A expectativa é que 4.200 efetivos, pertencentes ao Grupo Anfíbio Boxer e sua força operacional da Infantaria de Marinha embarcada, a 11ª Unidade Expedicionária da Infantaria de Marinha, cheguem à região no final deste mês, segundo o jornal «The Washington Post».
As tropas se juntarão aos aproximadamente 50.000 efetivos que, segundo o Pentágono, participam de operações contra o Irã.

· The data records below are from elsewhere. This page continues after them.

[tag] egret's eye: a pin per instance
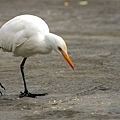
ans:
(59, 49)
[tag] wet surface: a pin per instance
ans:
(92, 90)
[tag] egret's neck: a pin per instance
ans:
(50, 40)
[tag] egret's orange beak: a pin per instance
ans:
(67, 58)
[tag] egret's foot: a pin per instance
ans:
(27, 94)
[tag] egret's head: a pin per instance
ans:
(59, 46)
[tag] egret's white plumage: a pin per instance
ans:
(27, 35)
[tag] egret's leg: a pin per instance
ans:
(2, 87)
(26, 93)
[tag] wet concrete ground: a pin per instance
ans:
(92, 90)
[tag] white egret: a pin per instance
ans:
(27, 35)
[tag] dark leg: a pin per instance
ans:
(26, 93)
(1, 87)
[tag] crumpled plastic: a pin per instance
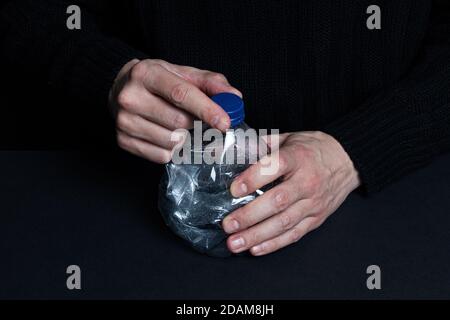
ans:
(195, 198)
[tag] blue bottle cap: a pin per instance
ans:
(233, 106)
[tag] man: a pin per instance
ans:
(359, 107)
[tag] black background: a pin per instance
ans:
(96, 207)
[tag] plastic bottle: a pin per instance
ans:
(195, 198)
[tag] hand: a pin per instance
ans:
(316, 177)
(152, 98)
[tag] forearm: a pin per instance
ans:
(80, 63)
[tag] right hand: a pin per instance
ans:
(152, 98)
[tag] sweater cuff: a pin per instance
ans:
(96, 63)
(382, 138)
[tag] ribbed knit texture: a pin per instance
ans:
(302, 65)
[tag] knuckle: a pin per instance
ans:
(285, 222)
(139, 70)
(181, 121)
(245, 220)
(313, 182)
(296, 234)
(217, 77)
(126, 99)
(281, 200)
(179, 93)
(123, 121)
(122, 141)
(282, 162)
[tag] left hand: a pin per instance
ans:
(316, 175)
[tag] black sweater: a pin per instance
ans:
(302, 65)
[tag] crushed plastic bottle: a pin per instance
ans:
(195, 198)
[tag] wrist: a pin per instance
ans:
(344, 163)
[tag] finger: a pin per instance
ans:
(143, 149)
(270, 203)
(186, 96)
(287, 238)
(209, 82)
(136, 100)
(265, 171)
(275, 141)
(270, 228)
(213, 83)
(140, 128)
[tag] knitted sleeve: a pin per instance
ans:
(404, 127)
(81, 63)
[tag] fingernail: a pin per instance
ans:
(240, 191)
(257, 250)
(237, 243)
(231, 225)
(215, 121)
(223, 124)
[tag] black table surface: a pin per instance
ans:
(99, 211)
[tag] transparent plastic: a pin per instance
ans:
(195, 198)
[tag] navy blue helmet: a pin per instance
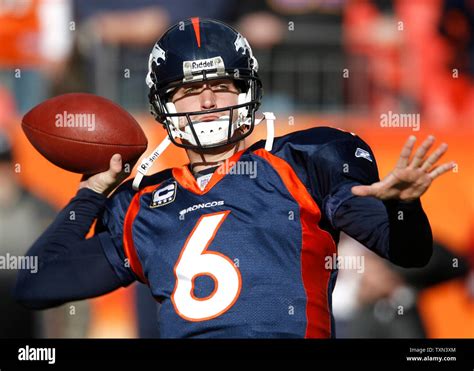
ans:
(197, 50)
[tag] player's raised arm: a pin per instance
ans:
(71, 267)
(410, 179)
(387, 215)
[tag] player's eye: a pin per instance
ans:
(221, 87)
(190, 90)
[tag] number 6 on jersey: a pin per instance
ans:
(195, 261)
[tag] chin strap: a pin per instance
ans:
(147, 162)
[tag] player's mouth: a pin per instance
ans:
(208, 118)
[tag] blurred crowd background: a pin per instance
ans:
(341, 63)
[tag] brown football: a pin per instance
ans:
(80, 132)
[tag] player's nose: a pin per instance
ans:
(208, 99)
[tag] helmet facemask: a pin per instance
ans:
(233, 124)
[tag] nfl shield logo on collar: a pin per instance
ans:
(163, 196)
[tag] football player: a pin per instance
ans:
(236, 243)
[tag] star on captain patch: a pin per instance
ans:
(163, 196)
(363, 153)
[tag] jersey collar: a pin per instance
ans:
(186, 179)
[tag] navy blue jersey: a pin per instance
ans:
(245, 256)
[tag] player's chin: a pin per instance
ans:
(236, 139)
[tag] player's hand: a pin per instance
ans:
(106, 181)
(410, 179)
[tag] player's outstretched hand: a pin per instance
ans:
(409, 180)
(106, 181)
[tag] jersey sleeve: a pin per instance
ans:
(329, 162)
(111, 220)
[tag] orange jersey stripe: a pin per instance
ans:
(316, 245)
(129, 247)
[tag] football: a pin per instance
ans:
(80, 132)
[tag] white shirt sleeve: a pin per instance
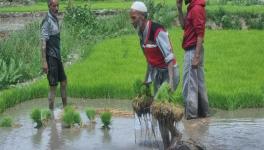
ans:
(164, 44)
(45, 31)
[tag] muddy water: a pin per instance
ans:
(235, 130)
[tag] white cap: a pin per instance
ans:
(139, 6)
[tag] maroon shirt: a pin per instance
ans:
(194, 24)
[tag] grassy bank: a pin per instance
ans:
(120, 4)
(234, 72)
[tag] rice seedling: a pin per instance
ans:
(36, 117)
(90, 113)
(106, 119)
(6, 122)
(143, 100)
(71, 117)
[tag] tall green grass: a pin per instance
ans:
(233, 70)
(121, 4)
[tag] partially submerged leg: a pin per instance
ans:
(51, 97)
(63, 89)
(164, 134)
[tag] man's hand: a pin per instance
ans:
(179, 4)
(45, 67)
(195, 62)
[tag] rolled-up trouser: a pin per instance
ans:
(194, 91)
(161, 75)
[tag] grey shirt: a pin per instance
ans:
(50, 32)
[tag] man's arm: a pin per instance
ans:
(196, 58)
(180, 13)
(44, 38)
(165, 46)
(148, 79)
(43, 56)
(199, 19)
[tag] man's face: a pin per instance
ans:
(54, 7)
(136, 19)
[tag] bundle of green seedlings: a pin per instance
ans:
(6, 122)
(90, 113)
(71, 117)
(164, 107)
(106, 118)
(143, 100)
(40, 117)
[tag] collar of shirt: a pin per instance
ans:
(143, 35)
(54, 18)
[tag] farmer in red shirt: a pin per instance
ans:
(194, 91)
(161, 62)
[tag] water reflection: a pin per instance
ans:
(224, 130)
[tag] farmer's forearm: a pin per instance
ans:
(180, 13)
(147, 73)
(43, 52)
(181, 17)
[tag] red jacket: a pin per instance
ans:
(194, 23)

Este movimento ocorre em um momento delicado, em meio a um frágil cessar-fogo e com as negociações entre as delegações americana e iraniana em pausa, após o fracasso das conversas em Islamabad no último fim de semana.
De fato, é provável que a chegada dos reforços militares coincida com o fim da trégua, no próximo dia 22 de abril.
Trump afirmou nesta quarta-feira, em entrevista à emissora «Fox Business», que a guerra no Irã pode terminar «muito em breve» e que espera que os preços da gasolina voltem aos níveis anteriores ao conflito nos próximos meses, visando as eleições americanas de meio de mandato em novembro.
As consequências econômicas do fechamento do Estreito de Ormuz pelo Irã, em retaliação à guerra iniciada em 28 de fevereiro, continuam e marcam o desenrolar do conflito.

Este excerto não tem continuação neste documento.